Moving on, I have two mentees as part of the program. Each month, I'm given a small hospitality services gift card that I can use to take my mentees out for coffee/tea/water/lemonade individually and chat with them. The program also holds panels, events with industry, seminars, etc. With each gift card, I'm also given a couple questions, usually themed on a particular topic, that I can use to prompt conversation with my mentee if I want. I've found that while I do occasionally pick and choose from the list and use the list itself as a conversation starter, my chats with my mentees flow relatively naturally. The experience has been interesting so far. It's really only been about two months, but being in such a position has made me reflect a little bit.

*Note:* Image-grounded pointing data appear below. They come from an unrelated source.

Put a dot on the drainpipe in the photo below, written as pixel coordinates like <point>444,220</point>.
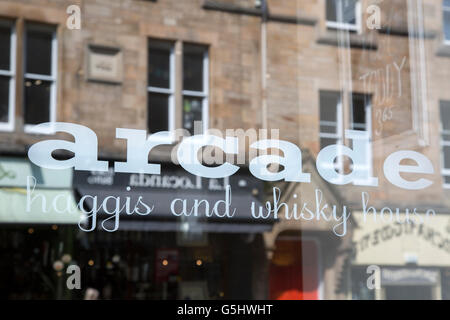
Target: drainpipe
<point>264,18</point>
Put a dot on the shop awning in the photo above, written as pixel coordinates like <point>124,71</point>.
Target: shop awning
<point>16,208</point>
<point>49,198</point>
<point>160,191</point>
<point>198,227</point>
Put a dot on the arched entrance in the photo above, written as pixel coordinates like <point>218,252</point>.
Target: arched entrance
<point>294,269</point>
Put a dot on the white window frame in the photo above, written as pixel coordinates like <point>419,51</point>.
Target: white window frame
<point>11,73</point>
<point>445,172</point>
<point>53,78</point>
<point>339,135</point>
<point>367,128</point>
<point>445,8</point>
<point>347,26</point>
<point>202,94</point>
<point>339,124</point>
<point>170,92</point>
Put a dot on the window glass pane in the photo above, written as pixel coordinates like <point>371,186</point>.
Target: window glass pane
<point>158,112</point>
<point>328,106</point>
<point>159,67</point>
<point>324,142</point>
<point>447,25</point>
<point>445,115</point>
<point>37,101</point>
<point>447,179</point>
<point>341,11</point>
<point>39,52</point>
<point>359,111</point>
<point>5,45</point>
<point>192,70</point>
<point>192,111</point>
<point>328,129</point>
<point>4,98</point>
<point>331,10</point>
<point>446,151</point>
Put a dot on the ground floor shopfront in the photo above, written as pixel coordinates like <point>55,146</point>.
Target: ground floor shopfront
<point>401,260</point>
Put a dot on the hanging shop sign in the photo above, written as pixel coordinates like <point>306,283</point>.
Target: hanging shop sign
<point>381,241</point>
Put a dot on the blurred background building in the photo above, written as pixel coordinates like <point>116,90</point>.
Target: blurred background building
<point>309,69</point>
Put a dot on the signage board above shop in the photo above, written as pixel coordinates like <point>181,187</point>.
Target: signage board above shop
<point>173,201</point>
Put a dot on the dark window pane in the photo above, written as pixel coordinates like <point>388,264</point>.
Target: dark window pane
<point>446,151</point>
<point>446,137</point>
<point>445,115</point>
<point>158,112</point>
<point>39,52</point>
<point>328,106</point>
<point>193,70</point>
<point>447,179</point>
<point>5,48</point>
<point>37,101</point>
<point>328,129</point>
<point>359,111</point>
<point>447,25</point>
<point>341,11</point>
<point>159,68</point>
<point>325,142</point>
<point>192,111</point>
<point>331,10</point>
<point>4,99</point>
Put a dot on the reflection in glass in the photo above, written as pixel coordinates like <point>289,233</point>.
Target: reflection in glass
<point>39,52</point>
<point>342,11</point>
<point>192,111</point>
<point>4,99</point>
<point>159,67</point>
<point>192,70</point>
<point>158,115</point>
<point>5,45</point>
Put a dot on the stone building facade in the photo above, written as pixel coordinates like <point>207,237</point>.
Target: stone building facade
<point>267,65</point>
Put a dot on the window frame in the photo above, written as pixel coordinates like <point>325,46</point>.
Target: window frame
<point>170,92</point>
<point>445,172</point>
<point>346,26</point>
<point>204,95</point>
<point>339,135</point>
<point>11,73</point>
<point>445,8</point>
<point>52,78</point>
<point>368,125</point>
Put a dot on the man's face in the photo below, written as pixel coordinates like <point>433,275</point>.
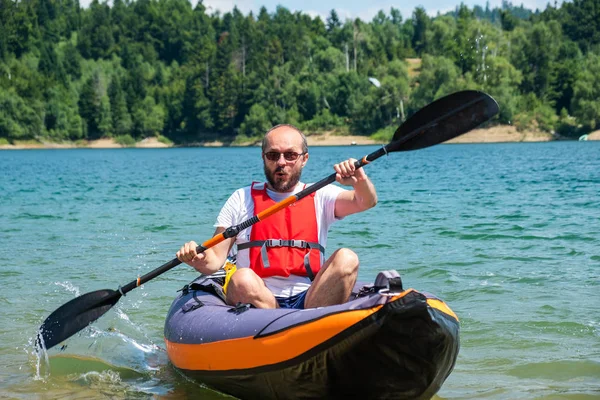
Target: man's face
<point>283,174</point>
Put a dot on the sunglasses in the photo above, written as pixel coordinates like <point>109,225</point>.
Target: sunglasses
<point>288,155</point>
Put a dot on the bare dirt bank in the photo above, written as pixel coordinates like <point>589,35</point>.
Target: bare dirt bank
<point>496,134</point>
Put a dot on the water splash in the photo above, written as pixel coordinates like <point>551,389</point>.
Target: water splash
<point>69,287</point>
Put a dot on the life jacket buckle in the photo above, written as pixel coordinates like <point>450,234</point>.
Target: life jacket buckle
<point>274,242</point>
<point>300,244</point>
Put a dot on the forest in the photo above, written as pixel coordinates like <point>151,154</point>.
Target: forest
<point>134,69</point>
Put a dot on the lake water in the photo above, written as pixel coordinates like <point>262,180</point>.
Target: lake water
<point>507,234</point>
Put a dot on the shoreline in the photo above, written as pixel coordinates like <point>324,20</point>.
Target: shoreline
<point>496,134</point>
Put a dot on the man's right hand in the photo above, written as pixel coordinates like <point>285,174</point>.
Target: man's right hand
<point>187,254</point>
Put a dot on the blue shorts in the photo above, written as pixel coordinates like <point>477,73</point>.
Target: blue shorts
<point>296,301</point>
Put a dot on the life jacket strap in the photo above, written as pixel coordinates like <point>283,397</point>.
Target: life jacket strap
<point>300,244</point>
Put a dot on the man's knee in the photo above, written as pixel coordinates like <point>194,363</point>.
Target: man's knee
<point>244,280</point>
<point>346,261</point>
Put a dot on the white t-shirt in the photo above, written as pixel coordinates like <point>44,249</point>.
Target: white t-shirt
<point>240,207</point>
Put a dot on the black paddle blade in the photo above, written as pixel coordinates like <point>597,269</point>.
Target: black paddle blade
<point>444,119</point>
<point>75,315</point>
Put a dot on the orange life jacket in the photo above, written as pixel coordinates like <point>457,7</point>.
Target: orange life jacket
<point>288,241</point>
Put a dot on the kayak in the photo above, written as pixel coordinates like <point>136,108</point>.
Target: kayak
<point>384,343</point>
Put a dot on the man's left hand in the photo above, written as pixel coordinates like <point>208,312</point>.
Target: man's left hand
<point>347,174</point>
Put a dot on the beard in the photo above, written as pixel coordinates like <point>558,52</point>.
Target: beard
<point>279,185</point>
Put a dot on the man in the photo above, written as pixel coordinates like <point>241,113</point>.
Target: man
<point>279,256</point>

In some ways, being a mentor reminds me of how much I know that wasn't told to me, that I have just learned from being in grad school. You forget how much of your insider knowledge is things you picked up along the way. It has also given me insight into some of the other areas of science. Neither of my mentees are in earth sciences or planetary science, but I still know plenty of things that they want to know.


Its early days, so this is just sort of my introduction to the program and my initial thoughts, but maybe I'll touch back later with a reflection on what else I have learned from the program.